Ein Freund schickt mich auf den Weg

Eigentlich verspürte ich das Bedürfnis ein Gedicht zu schreiben, so wie immer, wenn mich etwas tief bewegt, doch es wollte mir nicht gelingen. Eine bedauernswerte Häufung in den vergangenen Monaten, die ich der Tatsache zuschrieb, keine Muße und vor allem keine richtige Muse mehr neben und in mir zu wissen. Entgegen meines festen Vorsatzes niemals Prosa schreiben zu wollen (mich erinnerte vor wenigen Tagen ein Freund daran, man solle nie niemals sagen), entschloss ich mich dennoch dazu, um wenigstens in irgendeiner Weise niederzuschreiben, was mich so sehr faszinierte und beflügelte, dass mir besagter Freund sogar Euphorie unterstellte.

Ein Freund schickte mich also auf den Weg, ein Freund, dessen Worten ich mich bereit gefunden habe zu vertrauen. Mein schlechtes Gedächtnis adelt mich nicht gerade und ich weiß um diesen Fehler, doch leider nicht mehr, welche exakten Worte es waren, mit denen er mich in den Staub der Straße entließ, der mich tatsächlich mehr lockte, als das schützende Dach über dem Kopf und so sah ich mich unverzüglich aufbrechen, allein und der kühle Wind trug mich mehr, als dass er mich frösteln ließ. Er sprach von langsam gehen, doch mein Temperament lässt es gemeinhin nicht zu, dass ich mich im Wandeln ergehe und so schritt ich fest aus, was den Sinn der Übung nicht schmälerte, denn meine Zwiesprache, die ich der Einsamkeit des Weges dankend laut hielt, war ebenso leidenschaftlich geführt wie meines Schrittes Kraft durch das raschelnde Laub.
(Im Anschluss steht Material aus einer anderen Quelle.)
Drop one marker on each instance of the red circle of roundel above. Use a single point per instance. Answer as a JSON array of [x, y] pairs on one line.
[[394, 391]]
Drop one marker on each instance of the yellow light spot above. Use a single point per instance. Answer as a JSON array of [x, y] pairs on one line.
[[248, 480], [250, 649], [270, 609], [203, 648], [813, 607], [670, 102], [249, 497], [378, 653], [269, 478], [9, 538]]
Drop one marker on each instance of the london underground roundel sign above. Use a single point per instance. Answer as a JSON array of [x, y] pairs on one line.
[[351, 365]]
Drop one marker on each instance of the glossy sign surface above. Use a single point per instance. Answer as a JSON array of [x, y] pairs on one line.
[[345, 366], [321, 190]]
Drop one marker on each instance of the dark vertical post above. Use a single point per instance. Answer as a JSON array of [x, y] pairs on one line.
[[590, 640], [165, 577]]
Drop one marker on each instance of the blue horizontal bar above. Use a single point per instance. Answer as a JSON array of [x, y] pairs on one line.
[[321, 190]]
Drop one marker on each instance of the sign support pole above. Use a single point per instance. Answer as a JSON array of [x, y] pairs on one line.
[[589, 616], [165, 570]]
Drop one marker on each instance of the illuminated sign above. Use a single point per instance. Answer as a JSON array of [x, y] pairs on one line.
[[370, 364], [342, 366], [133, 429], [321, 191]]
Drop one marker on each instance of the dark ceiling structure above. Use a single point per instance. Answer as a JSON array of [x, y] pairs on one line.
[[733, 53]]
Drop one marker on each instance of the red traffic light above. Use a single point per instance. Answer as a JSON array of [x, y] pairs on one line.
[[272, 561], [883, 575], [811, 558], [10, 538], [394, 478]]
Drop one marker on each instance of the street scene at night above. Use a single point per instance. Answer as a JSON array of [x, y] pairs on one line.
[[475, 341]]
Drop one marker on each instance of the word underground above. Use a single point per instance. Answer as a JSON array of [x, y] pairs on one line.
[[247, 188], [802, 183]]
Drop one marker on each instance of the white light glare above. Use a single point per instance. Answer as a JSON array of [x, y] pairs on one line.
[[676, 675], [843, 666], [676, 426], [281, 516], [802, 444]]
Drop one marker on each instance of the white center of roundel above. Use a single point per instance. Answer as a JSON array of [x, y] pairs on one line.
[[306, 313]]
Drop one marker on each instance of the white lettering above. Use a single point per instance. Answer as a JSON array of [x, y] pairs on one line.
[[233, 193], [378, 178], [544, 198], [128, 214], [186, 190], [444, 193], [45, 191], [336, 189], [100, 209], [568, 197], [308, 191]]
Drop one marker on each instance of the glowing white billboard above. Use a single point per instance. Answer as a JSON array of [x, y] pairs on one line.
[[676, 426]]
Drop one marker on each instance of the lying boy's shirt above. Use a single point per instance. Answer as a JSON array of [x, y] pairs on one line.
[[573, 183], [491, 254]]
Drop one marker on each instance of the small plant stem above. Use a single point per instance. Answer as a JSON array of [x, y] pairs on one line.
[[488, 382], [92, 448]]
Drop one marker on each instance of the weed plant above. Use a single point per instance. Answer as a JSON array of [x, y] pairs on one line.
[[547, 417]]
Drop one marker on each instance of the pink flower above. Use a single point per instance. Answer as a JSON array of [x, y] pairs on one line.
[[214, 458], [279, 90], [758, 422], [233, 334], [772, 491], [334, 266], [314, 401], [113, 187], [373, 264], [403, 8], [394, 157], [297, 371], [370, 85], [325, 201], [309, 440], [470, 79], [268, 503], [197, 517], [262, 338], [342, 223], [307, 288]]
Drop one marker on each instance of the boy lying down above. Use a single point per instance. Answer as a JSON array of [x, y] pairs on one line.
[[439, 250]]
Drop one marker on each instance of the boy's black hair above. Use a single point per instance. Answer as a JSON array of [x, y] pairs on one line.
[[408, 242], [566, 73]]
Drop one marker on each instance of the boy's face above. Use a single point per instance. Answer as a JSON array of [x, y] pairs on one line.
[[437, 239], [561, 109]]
Näher hätte ich Gott nie sein können. In jedem Schritt durch das erdige Nass, dass mich sanft über den unebenen Weg führte, in jedem Windhauch, der mich weiter trug, im weiten Himmel, der sich schützend über mir erhob spürte ich seine Nähe und so war es ein Leichtes das Wort an ihn zu richten. Zu berichten, zu fragen, zu erkennen und ich erhielt Antwort. Mit jedem Schritt, mit jeder Frage und jedem Wort, dass ich laut aussprach, wuchs eine neue Frage in mir und wie Stein um Stein aufeinander gelegt entstand ein Bild der Welt um mich herum, erweiterte sich und schenkte mir die Klarheit durch Mauern zu blicken, an Schranken vorbeizugehen, über Hindernisse Hinwegzusteigen und meinen Weg so gerade und verständlich vor mir zu sehen, als wäre er immer da gewesen.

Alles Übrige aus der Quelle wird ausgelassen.